Wednesday, July 14, 2010

Lego Mommy: John, Chapter 6

Part 6 of my "Lego Mommy" Series.
  • Verses 5 - 13: About this business of feeding thousands of people--why don't any of the gospel accounts describe what it looked like to see Jesus causing the food to regenerate miraculously as he distributed it? Why do we have to slog through the insipid account of the transfiguration three times, complete with Peter's incoherent babbling, but no one bothers to watch Jesus' amazing food-producing activity and describe what it looks like? This detail would have tended to be more convincing than Peter going on about "booths".
  • Verse 15: "Jesus, knowing that they intended to come and make him king by force, withdrew again to a mountain by himself." This doesn't sound like something Yahweh would do. When Yahweh wants people to behave in a certain way, he puts evil thoughts into their minds, or hardens their hearts, or sends Satan to tempt them, or directly orders them to sin, or sends famine and pestilence. Jesus' behavior is nothing like this. Rather, he seems a bit of a coward when faced with crowds.
  • Verse 19: The inspired, inerrant writ of the Supreme Being reports that they had rowed "three or three and a half miles." I guess if Yahweh can get away with approximating the value of pi, it can get away with approximate distances too.
  • Verse 21: "...immediately the boat reached the shore where they were heading." Why didn't the author of this gospel talk about his subjective experience of this teleportation? Why doesn't he describe how terrified these gullible cretins were upon finding themselves instantaneously transported elsewhere? Wouldn't there have been a sonic boom as their boat accelerated instantaneously to unimaginable speed? Or if it was more like a Harry Potter disapparation, wouldn't there have been some audible disturbance in the air as the boat left a vacuum behind in its old location then suddenly displaced a boat-sized chunk of air in the new location? Or if, in those days when people were aware of hours but not so aware of minutes, maybe the author just meant that the boat reached the shore a lot faster than it would have if it were powered only by mere humans.
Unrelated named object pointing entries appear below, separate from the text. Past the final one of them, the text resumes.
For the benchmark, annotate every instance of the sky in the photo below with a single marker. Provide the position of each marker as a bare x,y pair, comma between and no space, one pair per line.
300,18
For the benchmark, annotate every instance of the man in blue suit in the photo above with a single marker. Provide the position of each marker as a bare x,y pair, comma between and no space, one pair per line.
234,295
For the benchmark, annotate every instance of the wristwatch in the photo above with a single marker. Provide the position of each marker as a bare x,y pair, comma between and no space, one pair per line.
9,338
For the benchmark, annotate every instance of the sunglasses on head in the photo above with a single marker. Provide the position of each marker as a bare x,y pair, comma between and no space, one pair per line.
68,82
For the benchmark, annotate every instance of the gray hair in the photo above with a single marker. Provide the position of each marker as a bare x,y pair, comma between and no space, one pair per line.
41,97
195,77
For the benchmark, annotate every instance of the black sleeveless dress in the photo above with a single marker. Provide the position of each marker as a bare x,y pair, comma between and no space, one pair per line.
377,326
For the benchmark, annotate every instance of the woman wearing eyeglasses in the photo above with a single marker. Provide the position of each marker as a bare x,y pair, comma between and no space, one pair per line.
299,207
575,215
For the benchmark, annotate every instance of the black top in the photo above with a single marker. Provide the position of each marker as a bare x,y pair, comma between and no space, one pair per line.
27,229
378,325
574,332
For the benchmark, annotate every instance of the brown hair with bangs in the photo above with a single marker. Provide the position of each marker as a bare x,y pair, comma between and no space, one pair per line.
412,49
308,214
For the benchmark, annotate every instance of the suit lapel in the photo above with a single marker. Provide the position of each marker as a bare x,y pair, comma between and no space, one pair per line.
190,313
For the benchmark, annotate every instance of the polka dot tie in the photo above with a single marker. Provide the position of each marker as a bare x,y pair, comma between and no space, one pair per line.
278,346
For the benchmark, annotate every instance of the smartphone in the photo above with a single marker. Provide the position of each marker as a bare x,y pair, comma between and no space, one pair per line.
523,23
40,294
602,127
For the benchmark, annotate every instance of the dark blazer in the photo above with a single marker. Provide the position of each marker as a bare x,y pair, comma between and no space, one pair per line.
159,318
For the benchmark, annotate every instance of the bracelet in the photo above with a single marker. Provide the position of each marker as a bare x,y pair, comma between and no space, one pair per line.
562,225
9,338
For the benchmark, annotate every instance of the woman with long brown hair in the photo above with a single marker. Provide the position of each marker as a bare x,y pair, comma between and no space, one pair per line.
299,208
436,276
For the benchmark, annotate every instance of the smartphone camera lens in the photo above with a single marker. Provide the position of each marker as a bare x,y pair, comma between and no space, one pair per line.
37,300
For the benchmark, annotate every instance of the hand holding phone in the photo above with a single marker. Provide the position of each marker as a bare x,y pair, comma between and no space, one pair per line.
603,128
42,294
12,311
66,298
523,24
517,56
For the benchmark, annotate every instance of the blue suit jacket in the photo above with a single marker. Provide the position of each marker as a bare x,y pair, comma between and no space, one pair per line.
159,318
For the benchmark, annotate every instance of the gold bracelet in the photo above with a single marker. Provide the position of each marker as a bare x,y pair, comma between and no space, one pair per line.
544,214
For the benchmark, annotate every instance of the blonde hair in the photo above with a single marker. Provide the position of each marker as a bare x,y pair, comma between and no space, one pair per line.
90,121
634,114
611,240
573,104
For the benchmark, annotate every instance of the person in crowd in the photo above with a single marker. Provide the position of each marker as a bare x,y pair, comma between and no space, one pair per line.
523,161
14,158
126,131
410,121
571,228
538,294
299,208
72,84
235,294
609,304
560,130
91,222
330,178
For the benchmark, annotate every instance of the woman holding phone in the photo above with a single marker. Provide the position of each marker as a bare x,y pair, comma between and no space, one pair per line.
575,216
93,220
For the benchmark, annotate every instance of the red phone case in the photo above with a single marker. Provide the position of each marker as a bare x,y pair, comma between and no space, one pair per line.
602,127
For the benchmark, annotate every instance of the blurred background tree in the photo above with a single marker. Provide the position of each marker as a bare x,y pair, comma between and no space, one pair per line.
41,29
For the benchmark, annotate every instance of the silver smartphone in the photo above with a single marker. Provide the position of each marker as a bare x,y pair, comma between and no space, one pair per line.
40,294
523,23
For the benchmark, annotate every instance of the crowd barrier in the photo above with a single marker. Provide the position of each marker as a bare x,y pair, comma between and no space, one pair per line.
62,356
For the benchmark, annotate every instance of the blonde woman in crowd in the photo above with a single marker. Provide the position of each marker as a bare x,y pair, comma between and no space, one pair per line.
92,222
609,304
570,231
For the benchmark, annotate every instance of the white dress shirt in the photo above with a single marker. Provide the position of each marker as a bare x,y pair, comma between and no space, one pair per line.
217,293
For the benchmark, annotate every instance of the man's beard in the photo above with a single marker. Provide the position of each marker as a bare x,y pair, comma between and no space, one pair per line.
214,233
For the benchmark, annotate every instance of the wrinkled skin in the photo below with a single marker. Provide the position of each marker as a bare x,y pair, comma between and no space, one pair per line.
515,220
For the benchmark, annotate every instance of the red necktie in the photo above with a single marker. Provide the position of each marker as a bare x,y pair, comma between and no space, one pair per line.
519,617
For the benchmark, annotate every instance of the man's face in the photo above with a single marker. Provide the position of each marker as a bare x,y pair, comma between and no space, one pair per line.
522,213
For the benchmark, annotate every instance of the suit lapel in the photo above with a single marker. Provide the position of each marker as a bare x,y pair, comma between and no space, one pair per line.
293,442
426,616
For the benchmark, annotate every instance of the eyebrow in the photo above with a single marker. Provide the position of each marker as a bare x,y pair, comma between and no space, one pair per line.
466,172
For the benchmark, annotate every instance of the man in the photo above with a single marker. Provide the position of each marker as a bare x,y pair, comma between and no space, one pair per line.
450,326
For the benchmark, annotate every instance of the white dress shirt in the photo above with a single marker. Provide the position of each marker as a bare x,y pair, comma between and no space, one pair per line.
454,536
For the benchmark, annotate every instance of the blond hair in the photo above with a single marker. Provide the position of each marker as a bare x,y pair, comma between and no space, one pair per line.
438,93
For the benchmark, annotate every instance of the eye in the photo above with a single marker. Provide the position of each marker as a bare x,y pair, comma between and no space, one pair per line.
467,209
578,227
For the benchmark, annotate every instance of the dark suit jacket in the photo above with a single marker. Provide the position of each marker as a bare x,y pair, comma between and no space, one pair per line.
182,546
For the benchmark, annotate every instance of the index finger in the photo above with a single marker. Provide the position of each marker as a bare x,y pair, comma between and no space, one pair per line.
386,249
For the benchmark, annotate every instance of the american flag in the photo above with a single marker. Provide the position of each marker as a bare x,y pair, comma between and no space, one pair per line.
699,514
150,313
In that case, why isn't there some description of how they all had a blast, with the wind in their hair and their tongues hanging out like dogs' tongues? Again, some details about this astounding, unheard-of experience might have made the story sound less like a complete fabrication.
  • Verse 36: "...you have seen me and still you do not believe." It's not possible to believe something that is impenetrable. If he cared so much about saving people, why couldn't he have explained it well enough for people to understand, and clearly enough that there wouldn't today be thousands of denominations, such that even the devout adherents of every one of them interpret his bullshit differently?
  • Verse 38: "...I have come down from heaven not to do my will but...the will of him who sent me." So although Jesus and the Father are one, Jesus is not doing his own will. This isn't a trinity. It's multiple personality disorder.
  • Verse 44: "No one can come to me unless the Father who sent me draws him..." Yeah, he's said stuff like this before, along the lines that God chooses who gets to go to heaven. Why listen to it? Why obey it? Yahweh's hideous policy toward humankind is as obvious here as it is in Exodus 33:19: "I will have mercy on whom I will have mercy, and I will have compassion on whom I will have compassion." This is a hateful god. Why would anyone worship it?
  • Verse 46: "No one has seen the Father except the one who is from God..." Well, and Moses, with whom "Yahweh would speak face to face, as a man speaks with his friend," according to Exodus 33:11. And Enoch, who "walked with God for 300 years," according to Genesis 5:22. What, God stayed invisible the whole time? Maybe so, since obviously Adam and Eve never got to see it either.
  • Verse 63: "...the flesh counts for nothing." But didn't he just say, in Verse 54, that by eating his flesh (ick!) one has eternal life? I'm almost certain that Jesus was either on drugs or just stupid.
  • Verses 64 - 70: "...there are some of you who do not believe. This is why I told you that no one can come to me unless the Father has enabled him." Seems like Jesus is taunting his followers: there are some of you who don't believe, and it's because God has not enabled you to do so, therefore, you're a devil. Sick.